De toutes les chapelles de Ploemel, c'est la plus petite, la plus humble, la plus simple. La façade occidentale , aveugle, est surmontée d'un clocheton à baie cintrée dominé par la croix. On accède à la cloche par un escalier aux degrés bien accusés La façade méridionale est percée d'une minuscule fenêtre rectangulaire, une porte en anse de panier moulurée dans son arc et chanfreinée le long des piedroits, un oculus et encore une petite fenêtre cintrée. Au linteau de la port on lit la date de 1819 qui ne peut être que celle d'une restauration car son style accuse l'extrême fin du XVIè siècle. la fenêtre du chevet est garni d'un remplage fleurdelisé. Au nord s'ouvre une porte en plein cintre.
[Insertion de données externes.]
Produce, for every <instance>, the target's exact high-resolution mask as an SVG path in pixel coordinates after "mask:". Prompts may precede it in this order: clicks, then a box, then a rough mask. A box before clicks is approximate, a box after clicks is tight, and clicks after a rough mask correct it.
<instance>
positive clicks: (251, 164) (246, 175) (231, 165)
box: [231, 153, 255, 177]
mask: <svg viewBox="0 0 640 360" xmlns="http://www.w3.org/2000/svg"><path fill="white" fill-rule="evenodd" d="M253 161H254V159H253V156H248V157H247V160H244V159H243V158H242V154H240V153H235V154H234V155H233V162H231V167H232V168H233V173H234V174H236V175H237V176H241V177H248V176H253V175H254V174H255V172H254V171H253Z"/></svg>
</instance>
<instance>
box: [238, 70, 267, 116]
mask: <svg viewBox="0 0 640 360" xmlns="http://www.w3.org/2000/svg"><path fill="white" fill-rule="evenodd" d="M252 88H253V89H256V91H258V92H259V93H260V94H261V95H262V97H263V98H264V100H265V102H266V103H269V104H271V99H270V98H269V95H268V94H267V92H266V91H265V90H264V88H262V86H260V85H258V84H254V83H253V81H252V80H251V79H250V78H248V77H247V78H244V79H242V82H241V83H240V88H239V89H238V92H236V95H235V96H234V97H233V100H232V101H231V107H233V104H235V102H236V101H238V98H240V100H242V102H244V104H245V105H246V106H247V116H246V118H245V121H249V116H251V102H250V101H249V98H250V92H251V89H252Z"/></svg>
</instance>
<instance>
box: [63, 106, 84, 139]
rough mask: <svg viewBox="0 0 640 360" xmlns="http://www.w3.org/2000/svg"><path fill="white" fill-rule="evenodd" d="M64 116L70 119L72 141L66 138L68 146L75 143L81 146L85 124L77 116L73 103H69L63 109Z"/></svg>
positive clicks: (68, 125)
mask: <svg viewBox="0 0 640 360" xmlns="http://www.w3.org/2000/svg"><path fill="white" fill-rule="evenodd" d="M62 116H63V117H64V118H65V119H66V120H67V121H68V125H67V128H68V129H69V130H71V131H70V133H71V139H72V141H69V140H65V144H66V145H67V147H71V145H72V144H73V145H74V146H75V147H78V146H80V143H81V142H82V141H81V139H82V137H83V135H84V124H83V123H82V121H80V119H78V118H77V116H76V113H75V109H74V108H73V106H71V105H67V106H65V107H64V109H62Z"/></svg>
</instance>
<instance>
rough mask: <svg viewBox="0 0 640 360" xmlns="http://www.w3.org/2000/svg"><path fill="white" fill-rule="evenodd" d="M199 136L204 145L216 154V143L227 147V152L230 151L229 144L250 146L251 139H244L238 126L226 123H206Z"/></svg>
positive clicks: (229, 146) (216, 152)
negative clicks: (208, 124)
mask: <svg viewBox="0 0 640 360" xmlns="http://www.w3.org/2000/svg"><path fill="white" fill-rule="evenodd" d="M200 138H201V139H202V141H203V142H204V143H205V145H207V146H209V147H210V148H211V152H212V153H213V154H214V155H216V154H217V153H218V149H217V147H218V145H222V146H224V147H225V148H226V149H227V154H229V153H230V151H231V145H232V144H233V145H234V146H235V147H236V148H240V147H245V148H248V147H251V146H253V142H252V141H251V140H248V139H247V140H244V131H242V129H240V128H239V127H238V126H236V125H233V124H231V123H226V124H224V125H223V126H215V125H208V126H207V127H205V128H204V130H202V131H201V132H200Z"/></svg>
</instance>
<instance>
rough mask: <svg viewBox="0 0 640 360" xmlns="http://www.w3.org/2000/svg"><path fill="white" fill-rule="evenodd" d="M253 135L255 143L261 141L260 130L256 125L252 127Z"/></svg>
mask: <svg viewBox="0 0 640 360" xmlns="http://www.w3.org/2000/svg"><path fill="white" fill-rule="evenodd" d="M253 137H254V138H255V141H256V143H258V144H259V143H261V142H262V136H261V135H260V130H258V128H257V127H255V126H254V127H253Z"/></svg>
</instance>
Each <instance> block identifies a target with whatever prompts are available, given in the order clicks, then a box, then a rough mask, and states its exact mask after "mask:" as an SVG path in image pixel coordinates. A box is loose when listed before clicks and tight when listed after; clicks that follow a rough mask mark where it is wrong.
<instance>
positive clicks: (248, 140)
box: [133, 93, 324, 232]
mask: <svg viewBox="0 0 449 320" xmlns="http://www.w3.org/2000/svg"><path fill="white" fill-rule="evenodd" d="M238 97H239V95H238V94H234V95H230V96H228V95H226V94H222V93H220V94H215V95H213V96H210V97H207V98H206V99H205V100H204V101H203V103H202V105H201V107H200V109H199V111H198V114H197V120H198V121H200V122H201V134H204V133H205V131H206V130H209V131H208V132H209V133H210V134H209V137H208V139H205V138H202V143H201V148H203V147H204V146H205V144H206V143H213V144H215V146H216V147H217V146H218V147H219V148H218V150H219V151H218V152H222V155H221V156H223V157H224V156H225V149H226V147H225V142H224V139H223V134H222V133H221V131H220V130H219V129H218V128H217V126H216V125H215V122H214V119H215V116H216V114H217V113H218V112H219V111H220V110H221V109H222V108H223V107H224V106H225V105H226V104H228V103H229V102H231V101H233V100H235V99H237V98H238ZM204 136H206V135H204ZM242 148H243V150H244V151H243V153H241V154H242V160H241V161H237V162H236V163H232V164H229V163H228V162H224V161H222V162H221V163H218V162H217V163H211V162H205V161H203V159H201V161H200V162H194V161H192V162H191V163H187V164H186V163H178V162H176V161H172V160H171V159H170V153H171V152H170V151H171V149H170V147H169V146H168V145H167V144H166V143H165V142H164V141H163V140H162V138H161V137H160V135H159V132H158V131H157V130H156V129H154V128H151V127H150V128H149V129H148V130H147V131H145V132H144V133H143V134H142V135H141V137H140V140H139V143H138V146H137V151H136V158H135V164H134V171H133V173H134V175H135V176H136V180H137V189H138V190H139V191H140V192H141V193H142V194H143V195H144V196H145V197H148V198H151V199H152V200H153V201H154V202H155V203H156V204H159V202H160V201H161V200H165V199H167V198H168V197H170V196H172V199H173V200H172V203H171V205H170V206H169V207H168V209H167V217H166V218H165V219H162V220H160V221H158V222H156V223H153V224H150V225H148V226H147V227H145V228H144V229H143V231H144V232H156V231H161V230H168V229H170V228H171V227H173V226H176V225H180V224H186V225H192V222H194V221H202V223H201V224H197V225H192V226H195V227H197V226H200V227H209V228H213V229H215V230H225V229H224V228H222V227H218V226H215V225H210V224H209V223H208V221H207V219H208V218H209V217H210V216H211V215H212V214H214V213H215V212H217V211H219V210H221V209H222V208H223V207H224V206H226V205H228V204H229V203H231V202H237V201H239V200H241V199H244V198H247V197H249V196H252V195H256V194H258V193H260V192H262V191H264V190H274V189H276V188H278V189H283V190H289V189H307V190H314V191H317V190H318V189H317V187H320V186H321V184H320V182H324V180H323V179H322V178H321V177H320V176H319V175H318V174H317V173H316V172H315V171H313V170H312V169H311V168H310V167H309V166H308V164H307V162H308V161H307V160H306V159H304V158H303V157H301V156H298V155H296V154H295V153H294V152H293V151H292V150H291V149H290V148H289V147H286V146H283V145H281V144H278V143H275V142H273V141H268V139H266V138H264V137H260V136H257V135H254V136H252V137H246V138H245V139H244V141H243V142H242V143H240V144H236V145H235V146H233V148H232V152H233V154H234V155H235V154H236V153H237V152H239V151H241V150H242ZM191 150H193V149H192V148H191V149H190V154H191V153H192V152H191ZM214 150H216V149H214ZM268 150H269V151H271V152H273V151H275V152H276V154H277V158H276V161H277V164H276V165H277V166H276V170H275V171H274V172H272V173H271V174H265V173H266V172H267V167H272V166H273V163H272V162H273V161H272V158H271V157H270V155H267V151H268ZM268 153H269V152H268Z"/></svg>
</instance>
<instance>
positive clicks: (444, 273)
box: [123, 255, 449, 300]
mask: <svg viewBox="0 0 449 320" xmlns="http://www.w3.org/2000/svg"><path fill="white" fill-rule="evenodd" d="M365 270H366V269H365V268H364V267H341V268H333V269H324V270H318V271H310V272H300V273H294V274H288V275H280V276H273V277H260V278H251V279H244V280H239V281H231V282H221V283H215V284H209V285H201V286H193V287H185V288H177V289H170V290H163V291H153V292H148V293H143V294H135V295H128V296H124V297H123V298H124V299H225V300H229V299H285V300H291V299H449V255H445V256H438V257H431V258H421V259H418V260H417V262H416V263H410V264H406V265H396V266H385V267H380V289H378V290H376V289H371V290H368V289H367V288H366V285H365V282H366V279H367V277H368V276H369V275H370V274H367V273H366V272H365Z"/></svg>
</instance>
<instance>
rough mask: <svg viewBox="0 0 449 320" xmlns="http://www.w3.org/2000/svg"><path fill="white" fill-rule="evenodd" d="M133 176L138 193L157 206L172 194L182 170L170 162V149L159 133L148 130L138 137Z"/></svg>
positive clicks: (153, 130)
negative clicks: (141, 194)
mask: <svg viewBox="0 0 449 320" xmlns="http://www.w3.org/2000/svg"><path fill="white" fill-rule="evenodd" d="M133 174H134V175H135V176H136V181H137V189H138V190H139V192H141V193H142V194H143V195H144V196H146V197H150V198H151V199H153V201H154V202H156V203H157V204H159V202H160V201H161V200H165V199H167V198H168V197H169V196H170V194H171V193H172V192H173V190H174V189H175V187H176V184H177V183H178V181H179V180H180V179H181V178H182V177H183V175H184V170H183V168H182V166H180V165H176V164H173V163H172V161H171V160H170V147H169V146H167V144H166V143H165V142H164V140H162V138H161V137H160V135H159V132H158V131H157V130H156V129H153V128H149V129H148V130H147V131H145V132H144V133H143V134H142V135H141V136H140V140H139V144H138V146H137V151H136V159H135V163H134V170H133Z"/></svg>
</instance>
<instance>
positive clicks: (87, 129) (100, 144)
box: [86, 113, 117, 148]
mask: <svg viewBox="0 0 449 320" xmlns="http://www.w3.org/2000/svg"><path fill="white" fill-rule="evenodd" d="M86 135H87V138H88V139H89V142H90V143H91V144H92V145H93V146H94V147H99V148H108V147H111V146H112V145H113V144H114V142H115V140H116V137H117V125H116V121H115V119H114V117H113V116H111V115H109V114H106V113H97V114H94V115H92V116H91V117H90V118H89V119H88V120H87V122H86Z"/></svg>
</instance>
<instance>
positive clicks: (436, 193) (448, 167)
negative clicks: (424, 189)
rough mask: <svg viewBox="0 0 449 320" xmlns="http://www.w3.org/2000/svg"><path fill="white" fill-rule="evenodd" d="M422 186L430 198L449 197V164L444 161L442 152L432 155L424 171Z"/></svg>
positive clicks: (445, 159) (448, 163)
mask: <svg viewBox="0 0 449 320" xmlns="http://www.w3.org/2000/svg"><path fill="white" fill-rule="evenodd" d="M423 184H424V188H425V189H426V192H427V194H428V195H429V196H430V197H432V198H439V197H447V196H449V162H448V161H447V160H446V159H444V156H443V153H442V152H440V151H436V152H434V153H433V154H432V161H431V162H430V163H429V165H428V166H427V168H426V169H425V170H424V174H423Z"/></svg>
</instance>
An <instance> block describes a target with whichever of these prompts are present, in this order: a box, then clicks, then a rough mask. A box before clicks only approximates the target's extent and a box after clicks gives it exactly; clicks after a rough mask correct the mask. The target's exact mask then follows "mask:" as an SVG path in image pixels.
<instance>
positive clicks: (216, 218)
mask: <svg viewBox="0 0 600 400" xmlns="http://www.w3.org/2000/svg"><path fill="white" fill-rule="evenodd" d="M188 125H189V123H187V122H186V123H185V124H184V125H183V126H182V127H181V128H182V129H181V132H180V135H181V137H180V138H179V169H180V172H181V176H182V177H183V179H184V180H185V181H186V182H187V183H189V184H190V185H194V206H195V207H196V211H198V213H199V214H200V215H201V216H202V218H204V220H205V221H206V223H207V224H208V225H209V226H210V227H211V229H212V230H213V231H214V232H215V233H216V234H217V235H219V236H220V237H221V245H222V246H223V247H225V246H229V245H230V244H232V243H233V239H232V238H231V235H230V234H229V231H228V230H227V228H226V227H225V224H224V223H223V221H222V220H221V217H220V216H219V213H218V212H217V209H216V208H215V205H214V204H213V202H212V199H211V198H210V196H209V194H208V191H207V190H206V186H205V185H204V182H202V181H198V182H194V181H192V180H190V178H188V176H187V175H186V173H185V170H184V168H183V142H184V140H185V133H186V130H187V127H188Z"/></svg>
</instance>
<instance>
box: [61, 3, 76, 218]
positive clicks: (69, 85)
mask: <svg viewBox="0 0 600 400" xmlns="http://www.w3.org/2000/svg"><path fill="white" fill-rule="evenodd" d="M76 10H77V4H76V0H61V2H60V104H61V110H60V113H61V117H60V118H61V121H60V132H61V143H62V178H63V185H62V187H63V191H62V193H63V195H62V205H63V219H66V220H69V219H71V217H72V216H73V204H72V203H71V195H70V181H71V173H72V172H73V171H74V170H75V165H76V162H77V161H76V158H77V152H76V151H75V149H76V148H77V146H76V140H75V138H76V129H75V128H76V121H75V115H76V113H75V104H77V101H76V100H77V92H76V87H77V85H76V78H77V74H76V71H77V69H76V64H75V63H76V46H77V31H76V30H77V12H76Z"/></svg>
Suite à sa restauration, la chapelle de Saint Cado a retrouvé un sol dallé, des murs blanchis, sauf au chevet où la pierre demeure apparente, lambris peint en bleu clair au-dessus des vieilles poutres à têtes de crocodiles, vitrail de saint Cado dans la fenêtre axiale. L'ancien autel de pierre reste adossé au mur, dégagé de tout ornement. Sur la façe antérieure on peut voir deux blasons martelés. Sur l'un deux, on devine le cerf passant qui doit être de Chohan de Coëtcandec. La croix doré, qui le surmonte, vient de Notre-Dame de Recouvrance. On trouve dans la chapelle les statues de saint Cado et sainte Hélène, toutes deux offertes par le recteur de Plouharnel, Terrien. La première en 1880 en ex-voto.
De l'ancienne statuaire on a conservé un Père Eternel en majesté, un évêque mutilé de toute la partie inférieure de son corps (peut-être saint Cado), un Crucifix aux bras horizontaux et aux jambes raides, le visage impassible.
La fontaine est très simple comme la chapelle. Un muret en arrière et deux piles quadrangulaires en avant supportent une plateforme sur laquelle se dresse une pyramide cantonnée de petits pinacles à boule. L'eau s'écoule dans un bassin terminé en hémicycle au bord duquel se trouve plantée une stèle antique.
Le pardon a lieu le troisième dimanche de septembre.